### Exploring Northwind database using SQL

The Northwind database was originally created by Microsoft. It simulates a wholesale business called "Northwind Traders" that imports and exports foods worldwide.

In this exercise, I explore the Northwind database using Postgre SQL by Pivoting the tables.

In [8]:
#Import libraries
import pandas as pd
from sqlalchemy import create_engine

In [5]:
# Create database connection
engine = create_engine('postgresql+psycopg2://tharinduabeysinghe:####@localhost/northwind')

# Run quey and load data to a dataframe
def execute_sql_query(sql):
    # Load data into a pandas DataFrame
    df = pd.read_sql_query(sql, con=engine)
    return df

#### Pivot and UnPivot

Pivot and Unpivot are used to transform data (rotate from rows to columns and vice versa) and make more readable and efficient. This is crucial in summarizing, analyzing and reporting data. 

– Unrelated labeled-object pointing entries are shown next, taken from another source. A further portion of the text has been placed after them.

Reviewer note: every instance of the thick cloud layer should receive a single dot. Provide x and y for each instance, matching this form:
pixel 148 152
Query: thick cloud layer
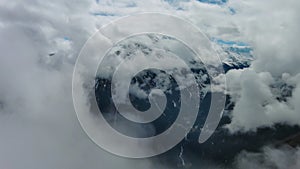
pixel 40 41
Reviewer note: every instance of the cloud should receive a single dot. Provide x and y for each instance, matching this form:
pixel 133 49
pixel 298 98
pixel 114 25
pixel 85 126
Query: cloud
pixel 40 41
pixel 271 29
pixel 269 158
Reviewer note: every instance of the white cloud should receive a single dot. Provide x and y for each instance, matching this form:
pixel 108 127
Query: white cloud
pixel 269 158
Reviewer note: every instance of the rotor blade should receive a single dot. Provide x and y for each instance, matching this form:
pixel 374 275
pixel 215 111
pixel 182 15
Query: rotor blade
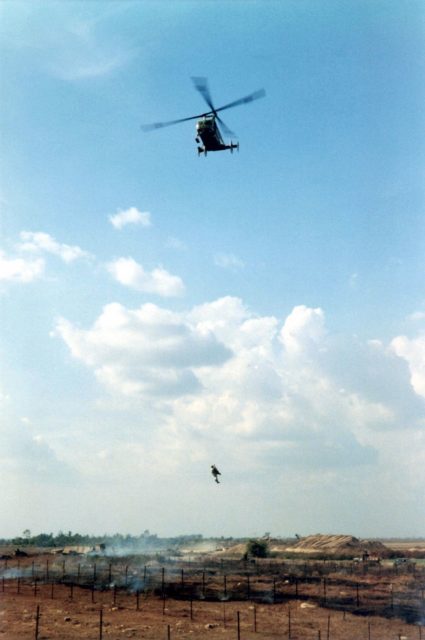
pixel 160 125
pixel 228 132
pixel 201 84
pixel 252 96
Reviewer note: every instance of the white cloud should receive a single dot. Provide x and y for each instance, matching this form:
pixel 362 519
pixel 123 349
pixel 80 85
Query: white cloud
pixel 130 216
pixel 20 270
pixel 38 242
pixel 228 261
pixel 281 394
pixel 70 46
pixel 158 281
pixel 144 351
pixel 303 330
pixel 413 351
pixel 175 243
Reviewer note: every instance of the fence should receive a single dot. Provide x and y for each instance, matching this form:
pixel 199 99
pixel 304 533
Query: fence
pixel 337 586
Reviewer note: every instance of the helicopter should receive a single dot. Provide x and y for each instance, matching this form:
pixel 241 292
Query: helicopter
pixel 207 130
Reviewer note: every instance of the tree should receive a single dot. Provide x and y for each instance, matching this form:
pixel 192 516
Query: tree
pixel 257 548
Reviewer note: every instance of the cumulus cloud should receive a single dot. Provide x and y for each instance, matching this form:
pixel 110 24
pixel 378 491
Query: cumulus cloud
pixel 413 351
pixel 158 281
pixel 130 216
pixel 39 242
pixel 16 269
pixel 144 351
pixel 279 391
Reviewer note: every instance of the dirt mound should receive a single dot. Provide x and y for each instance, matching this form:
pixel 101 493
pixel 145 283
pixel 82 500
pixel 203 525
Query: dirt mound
pixel 342 545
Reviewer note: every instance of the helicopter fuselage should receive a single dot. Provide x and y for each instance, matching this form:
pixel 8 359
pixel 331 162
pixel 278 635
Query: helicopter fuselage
pixel 207 130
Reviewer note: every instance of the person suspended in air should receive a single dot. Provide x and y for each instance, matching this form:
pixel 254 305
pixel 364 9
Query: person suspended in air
pixel 215 473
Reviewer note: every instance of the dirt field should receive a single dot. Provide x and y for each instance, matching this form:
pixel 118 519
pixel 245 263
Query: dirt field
pixel 266 601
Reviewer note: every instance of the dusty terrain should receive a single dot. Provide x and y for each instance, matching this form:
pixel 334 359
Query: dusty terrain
pixel 99 597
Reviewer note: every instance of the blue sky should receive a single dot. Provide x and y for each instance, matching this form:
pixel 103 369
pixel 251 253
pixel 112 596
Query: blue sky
pixel 262 310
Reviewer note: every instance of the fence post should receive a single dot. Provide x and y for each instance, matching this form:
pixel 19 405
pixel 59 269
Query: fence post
pixel 37 622
pixel 289 623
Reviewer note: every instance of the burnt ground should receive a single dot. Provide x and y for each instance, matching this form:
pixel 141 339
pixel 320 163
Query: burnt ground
pixel 125 600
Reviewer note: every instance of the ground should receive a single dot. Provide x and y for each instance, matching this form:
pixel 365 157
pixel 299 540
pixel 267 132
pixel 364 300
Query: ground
pixel 297 601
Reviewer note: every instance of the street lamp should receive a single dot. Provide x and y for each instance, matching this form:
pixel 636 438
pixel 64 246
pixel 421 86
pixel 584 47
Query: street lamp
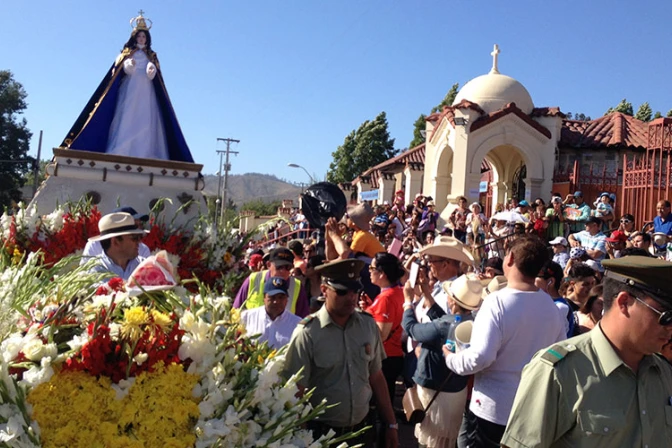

When we apply Pivot, each unique value in a column turned into its own column and data is aggregated based on a specific function such as sum, avg, or count. Unpivot is the reverse of Pivot. It converts columns back into rows. 

In [6]:
# Define your SQL query
sql = "SELECT * FROM categories;"

# Execute query
execute_sql_query(sql)

Unnamed: 0,category_id,category_name,description,picture
0,1,Beverages,"Soft drinks, coffees, teas, beers, and ales",[]
1,2,Condiments,"Sweet and savory sauces, relishes, spreads, an...",[]
2,3,Confections,"Desserts, candies, and sweet breads",[]
3,4,Dairy Products,Cheeses,[]
4,5,Grains/Cereals,"Breads, crackers, pasta, and cereal",[]
5,6,Meat/Poultry,Prepared meats,[]
6,7,Produce,Dried fruit and bean curd,[]
7,8,Seafood,Seaweed and fish,[]


Many pivot tasks in SQL can be completed using an aggregate functions with FILTER function. The FILTER() function lets you to compute multiple conditional aggregates in the same query. This is often the simplest and cleanest method to pivot a table. When we have dynamic and unknown categories or when we need to pivot dozens of values aggregate and FILTER() method is not enough. In that case we can use Pivot or Crosstab functions depending on the DBMS system we use. 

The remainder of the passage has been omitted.